In these seductively erudite 300 pages, Steven Johnson makes the contrarian case for a more glass-half-full theory of ingenuity. He argues, mostly persuasively, that the major advances in technology and culture have been more often the result of our craving for distraction and for delight rather than for survival ... In some ways, this book is a compendium of all those other books that take a single product or invention – the colour purple or movable type or cinnamon – and make them the singular focus of history ... If there is a linking narrative to many of these tales it is the understanding that value is always located in rare beauty ... Play is addictive because it offers the potential for a different result each time we engage in it. In this sense it is interesting, or perhaps alarming, to note Johnson’s suggestion that the advances in AI are currently being accelerated by a 'curiosity reward,' which encourages software to explore data containing surprising results and ignore more predictable regions. Game on.
Wonderland makes a swashbuckling argument for the centrality of recreation to all of human history. The book is a house of wonders itself. Marvelous circuits of prose inductors, resistors and switches simulate ordinary history so nearly as to make readers forget the real thing ... If Wonderland inspires grins and well-what-d’ya-knows of legitimate wonder — and it does — it also liberates its audience to wantonly savor them ... This is not a book to be a stickler about; that would be like pontificating about microbrews instead of just getting drunk. But for sterner historians, it’s worth noting that our ringmaster in Wonderland plays fast and loose with his central definition ... My resistance to optimism, never formidable, dissolves by the “Wonderland” preface. But optimist-pessimist is a useful enough binary of character, and Johnson must read differently to pessimists, who might fight the intoxicating Wonderland, arguing that 'fun' is a tool of the surveillance state, petrochemical dealers or something equally sinister. No matter. Intoxication is the way of Johnson. His loyal readers will cotton to the idea — calico to it! — that the future lies in the fun, and thus that the future is fun.
Wonderland is no mere diversion. It is a rare gem: a serious (occasionally too serious) take on a seemingly frivolous subject ... This is an ambitious book. Johnson’s goal is nothing short of upending our innovation narrative.
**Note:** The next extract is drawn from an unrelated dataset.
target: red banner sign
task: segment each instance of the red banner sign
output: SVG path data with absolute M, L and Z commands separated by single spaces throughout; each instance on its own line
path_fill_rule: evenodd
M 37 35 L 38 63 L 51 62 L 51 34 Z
For starters, we have the sequencing wrong. Trivial pursuits don’t follow serious endeavors, they precede them and, crucially, inspire them, even if unintentionally. Play is prologue. This is not a self-evident thesis, which is why, I suspect, Johnson goes to such lengths to hammer it home. He revels in the slow reveal. At first, his historical anecdotes feel digressive. Why is Johnson prattling on about some cave bear that met its demise 43,000 years ago in what is today Slovenia? But a reader will follow a good writer anywhere, and so we follow. Usually (not always), Johnson delivers ... Our illogical, enduring fascination with play remains one of life’s great mysteries. That is precisely what makes the subject so fascinating, and Wonderland such a compelling read.